LE DOSSIER Immobilier : vends gendarmerie, mairie, hôtel particulier…

Robert Crauste, le maire du Grau-du-Roi et président de la CCTC (Communauté de communes Terre de Camargue), a mis en vente plusieurs biens municipaux dès son élection en 2014. 

- Yannick Pons

Suite de notre dossier avec un entretien avec Robert Crauste, maire du Grau-du-roi, et un zoom sur l'immobilier à Nîmes. 

Objectif Gard le magazine : Lorsque vous avez été élu en 2014, vous avez mis en vente toute une série de biens appartenant à la commune. Pourquoi ?

Robert Crauste : Quand je suis arrivé en mars 2014, on venait de déménager dans le nouvel hôtel de ville. Ce déménagement a permis de libérer l'ancienne mairie. La police municipale et les services supports qui étaient dans les anciennes écoles ont aussi été installés dans le nouvel hôtel de ville. On avait donc deux bâtiments vides et disponibles.

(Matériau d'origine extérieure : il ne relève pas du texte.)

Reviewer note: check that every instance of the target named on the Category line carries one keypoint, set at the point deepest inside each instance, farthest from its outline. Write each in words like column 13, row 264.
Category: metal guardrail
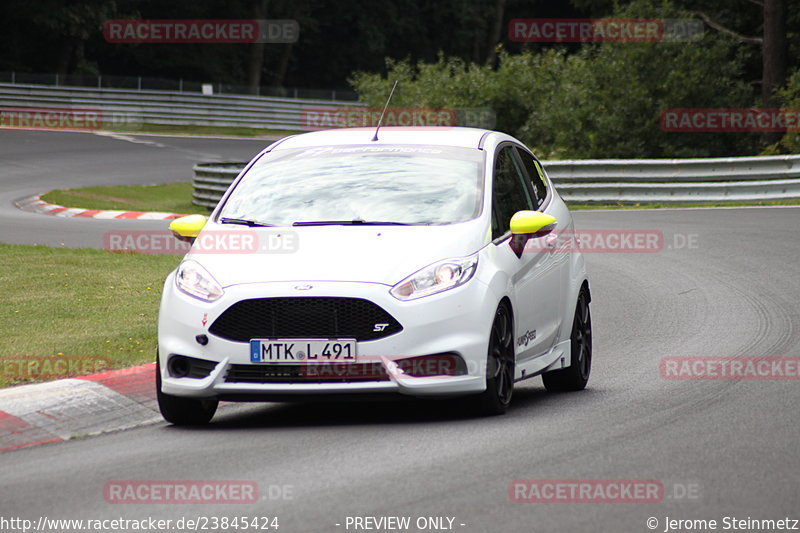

Vous avez également mis en vente le village vacances de la route de l’Espiguette et la résidence de Camargue qui était encore occupée. Pour quelles raisons ?

Le village vacances était fermé depuis 5 ans et quasiment abandonné car il n’avait plus de locataire. Il se dégradait. L’hôtel résidence de Camargue était obsolescent et nécessitait de gros investissements pour le remettre au niveau de l’exigence touristique. Il commençait à être dégradé. Il y avait beaucoup de mauvais avis sur les réseaux. La collectivité n’aurait eu aucun moyen de le remettre à niveau. Quand j’ai été élu, on avait 70 M€ de dette consolidée. On était dans l’incapacité de dégager de l’autofinancement. J’ai pris la décision de vendre ce patrimoine.

Des touristes photographiés en 2021 lors de l'inauguration du club Belhambra du Grau-du-roi.  • Yannick Pons

Que sont devenus ces quatre biens ?

L’hôtel résidence de Camargue est devenu un club Belhambra et le village de vacances est un village Yellow 5 étoiles de très haute qualité. Cela a permis de leur donner une autre plus-value. Ces deux établissements ont permis de monter en gamme par rapport à la qualité de l’accueil. L’ancienne mairie a été rachetée par un privé en conformité avec l’architecte des bâtiments de France. Il y a des logements à l’étage et un glacier, ainsi qu’une boutique de prêt-à-porter au rez-de-chaussée. Les anciennes écoles ont été achetées par un promoteur. Il les a rasées et a construit un immeuble d’une trentaine d’appartements. C’est venu embellir le centre ancien.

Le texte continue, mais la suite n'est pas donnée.